Add to that the far right’s campaign against “woke,” an ill-defined and all-encompassing term that refers to just about any policy or activity that smacks of progressive thinking — concerns such as diversity, equity and inclusion; LGBTQ+ rights; most social and environmental justice issues; environmental protection and especially climate policy; and pretty much every other issue that falls under the ESG umbrella.

“Woke capitalism” has become the epithet of choice to dismiss such activities variously as inappropriate, elitist or disconnected from the business of productivity and profits. As a result, much of the sustainability agenda is now under attack from a small but noisy contingent and its media and political allies.

The pushback against ESG is, no doubt, a direct reflection of its power to redirect vast sums of money and influence away from fossil fuel companies and other polluters, as well as human rights violators, child-labor exploiters and others deemed at odds with a fair, just and sustainable economy. Lobbyists for the aggrieved incumbents, along with their communications arms and political allies, have gone into beast mode to tar everything ESG with a single brush, typically under the guise of companies inappropriately engaging in politics and policy.

One might assume that, as with other cultural wars, this one is destined to quickly fade into the woodwork, the victim of whatever manufactured outrage next dominates the news cycle. Not likely. ESG impacts trillions of dollars of shareholder equity and working capital, not to mention the reputation and other intangibles of thousands of companies, including their ability to access capital, attract talent and compete for government contracts. And that is a threat to those wishing to squeeze every dollar, euro and yuan out of the status quo.

Factions over facts

So, how are companies responding to a world where factions trump facts and where politics has become more performative than productive?

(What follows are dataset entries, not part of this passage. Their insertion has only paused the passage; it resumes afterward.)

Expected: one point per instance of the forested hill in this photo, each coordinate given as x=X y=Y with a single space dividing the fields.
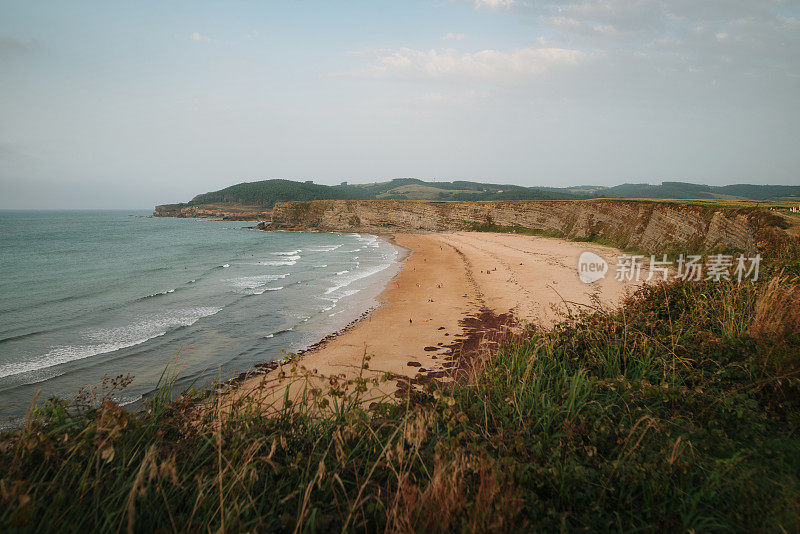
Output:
x=266 y=193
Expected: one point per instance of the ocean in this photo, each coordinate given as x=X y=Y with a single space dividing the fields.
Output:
x=86 y=295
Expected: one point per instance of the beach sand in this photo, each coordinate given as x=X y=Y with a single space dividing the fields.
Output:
x=446 y=279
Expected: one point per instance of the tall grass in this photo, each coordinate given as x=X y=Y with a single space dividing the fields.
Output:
x=680 y=411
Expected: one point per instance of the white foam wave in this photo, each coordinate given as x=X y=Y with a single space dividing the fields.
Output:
x=110 y=339
x=346 y=281
x=252 y=282
x=262 y=290
x=324 y=248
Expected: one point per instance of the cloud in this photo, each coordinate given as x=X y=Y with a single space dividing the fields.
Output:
x=198 y=37
x=14 y=47
x=492 y=66
x=495 y=5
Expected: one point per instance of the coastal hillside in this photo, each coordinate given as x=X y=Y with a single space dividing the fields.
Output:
x=627 y=224
x=264 y=194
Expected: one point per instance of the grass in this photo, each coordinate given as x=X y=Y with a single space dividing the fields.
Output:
x=680 y=411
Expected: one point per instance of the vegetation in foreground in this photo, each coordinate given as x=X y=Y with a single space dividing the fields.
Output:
x=679 y=412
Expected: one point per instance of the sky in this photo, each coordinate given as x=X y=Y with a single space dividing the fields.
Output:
x=130 y=104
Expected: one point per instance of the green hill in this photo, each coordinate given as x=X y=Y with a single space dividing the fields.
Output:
x=267 y=192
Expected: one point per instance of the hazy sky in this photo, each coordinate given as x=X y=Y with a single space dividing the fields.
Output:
x=129 y=104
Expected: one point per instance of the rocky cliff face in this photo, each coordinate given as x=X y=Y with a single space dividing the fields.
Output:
x=233 y=212
x=649 y=226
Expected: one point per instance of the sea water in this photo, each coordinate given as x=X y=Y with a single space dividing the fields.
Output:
x=91 y=294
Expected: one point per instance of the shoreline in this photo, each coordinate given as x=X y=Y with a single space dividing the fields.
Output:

In short, few companies seem to be paring back their ESG commitments and goals, though some have deferred their target dates, seemingly unrelated to the anti-ESG movement and more connected to energy prices, supply chain disruptions and other geopolitical perturbations. But climate action rolls on, largely unabated, and a handful of self-appointed culture warriors isn’t likely to slow things down.

Indeed, U.S. companies have signaled overwhelmingly that they’re planning to comply with the expected climate-risk disclosure requirements being contemplated by the U.S. Securities and Exchange Commission, regardless of when they become law, according to a recent survey by PwC and Workiva of 300 senior-level corporate executives at U.S.-based public companies with at least $500 million in revenues. Many other large companies have ambitious 2030 or 2050 carbon-reduction goals from which they deviate at their own risk.

Still, companies, many already reticent to talk about their sustainability goals and achievements, seem to be further muzzling themselves when it comes to touting such activities.